In this study, we first compared assessments of the quality of care for diabetes that result from using either administrative data only, medical record data only, or the combination of both sources. We next assessed whether quality measurement using administrative data without medical records data is likely to systematically underdetect quality indicators for certain groups of patients based on age, sex, race, or income. Finally, because we were also concerned that there may be systematic differences in administrative processing of claims among clinics (for example, some clinics may submit less complete administrative data to the health plans), we explored whether such differences could be explained by the clinic where a patient receives care.

METHODS

Study Population

We collaborated with three health plans in Minnesota to examine quality of care for patients with diabetes. Using administrative data, we identified all patients aged 18 years or older with type 1 or 2 diabetes mellitus as defined by having two or more encounters listing an ICD-9-CM code for diabetes mellitus (250.xx), diabetic polyneuropathy (357.xx), diabetic retinopathy (362.0-362.0x), or diabetic cataract (366.41) during the 18-month period from July 1, 1997, through December 31, 1998. We based our identification on primary and secondary diagnoses for outpatient encounters and on primary diagnosis for inpatient encounters.
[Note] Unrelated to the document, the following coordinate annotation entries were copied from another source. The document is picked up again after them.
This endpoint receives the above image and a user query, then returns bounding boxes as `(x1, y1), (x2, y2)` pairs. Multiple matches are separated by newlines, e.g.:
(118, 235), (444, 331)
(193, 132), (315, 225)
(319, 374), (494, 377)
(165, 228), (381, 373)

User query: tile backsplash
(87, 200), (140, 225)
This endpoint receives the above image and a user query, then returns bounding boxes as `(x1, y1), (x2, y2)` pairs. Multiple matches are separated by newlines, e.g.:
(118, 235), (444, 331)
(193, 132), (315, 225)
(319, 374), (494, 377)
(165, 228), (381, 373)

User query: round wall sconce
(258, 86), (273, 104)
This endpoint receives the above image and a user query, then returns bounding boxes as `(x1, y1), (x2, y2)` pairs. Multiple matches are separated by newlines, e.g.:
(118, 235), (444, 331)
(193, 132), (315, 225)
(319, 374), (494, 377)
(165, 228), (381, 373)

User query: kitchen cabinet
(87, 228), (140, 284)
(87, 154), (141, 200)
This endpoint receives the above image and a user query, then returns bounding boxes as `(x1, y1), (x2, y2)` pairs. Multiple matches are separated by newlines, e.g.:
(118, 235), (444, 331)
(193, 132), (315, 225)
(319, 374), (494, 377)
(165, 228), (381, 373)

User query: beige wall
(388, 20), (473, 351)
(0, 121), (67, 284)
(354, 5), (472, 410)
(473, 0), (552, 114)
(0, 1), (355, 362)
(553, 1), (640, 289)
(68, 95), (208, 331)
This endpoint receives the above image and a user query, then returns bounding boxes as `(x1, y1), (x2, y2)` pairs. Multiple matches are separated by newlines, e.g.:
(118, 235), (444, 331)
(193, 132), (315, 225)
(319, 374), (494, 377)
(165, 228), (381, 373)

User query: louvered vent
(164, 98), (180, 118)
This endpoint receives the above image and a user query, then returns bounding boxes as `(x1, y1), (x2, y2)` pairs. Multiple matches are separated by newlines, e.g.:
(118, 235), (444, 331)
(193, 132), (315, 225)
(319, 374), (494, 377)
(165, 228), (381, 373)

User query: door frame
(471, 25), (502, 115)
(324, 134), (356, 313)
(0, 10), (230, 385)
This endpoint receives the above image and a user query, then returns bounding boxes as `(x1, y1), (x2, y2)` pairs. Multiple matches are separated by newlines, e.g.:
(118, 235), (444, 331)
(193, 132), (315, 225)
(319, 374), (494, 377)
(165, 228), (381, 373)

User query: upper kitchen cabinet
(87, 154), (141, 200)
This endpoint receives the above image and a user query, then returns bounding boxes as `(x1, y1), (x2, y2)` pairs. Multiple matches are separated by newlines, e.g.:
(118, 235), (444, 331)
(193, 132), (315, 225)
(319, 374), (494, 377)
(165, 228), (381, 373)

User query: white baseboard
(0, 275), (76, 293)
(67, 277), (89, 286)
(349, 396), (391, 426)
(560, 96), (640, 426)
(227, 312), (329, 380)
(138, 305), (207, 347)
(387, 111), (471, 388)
We excluded any patients with a code for end-stage renal disease, patients with a break in enrollment of more than 30 days, and women who were pregnant during the 18-month period because they may have had gestational diabetes and because their standard of care may differ from other patients. The sample included 1,335 patients from the three health plans (n = 792 from Plan A, n = 250 from Plan B, and n = 293 from Plan C). The study protocol was approved by the Harvard Medical School Committee on Human Studies and by participating health plans.

Data Collection

In addition to administrative data supplied by the health plans, trained abstractors collected data from the medical records of the physician providing most or all of the diabetes care for each patient in the sample. We used administrative encounter data to select the physician with whom the patient had the most outpatient visits with a diagnosis code for diabetes during the 18month period. For cases in which a patient had the same number of such visits to two or more physicians, we selected the physician with the greatest number of total (diabetes and nondiabetes) visits. If more than one physician provided the same number of encounters, we selected the primary care physician, or if no primary care physician provided care, we selected the physician most likely to provide diabetes care based on their speciality (for example, if a patient saw an oncologist and an endocrinologist, we selected the endocrinologist). Medical records were not abstracted for 183 patients because they could not be located or patients did not consent; those whose records were abstracted were more often from Plan B (p<.001) and more often older (p<.001). We limited analyses to the 1,152 patients for whom we had both administrative data and medical records data. As part of a larger study, we also surveyed patients in the sample to collect information about their demographic characteristics and experiences with care. The survey response rate was 65.5 percent.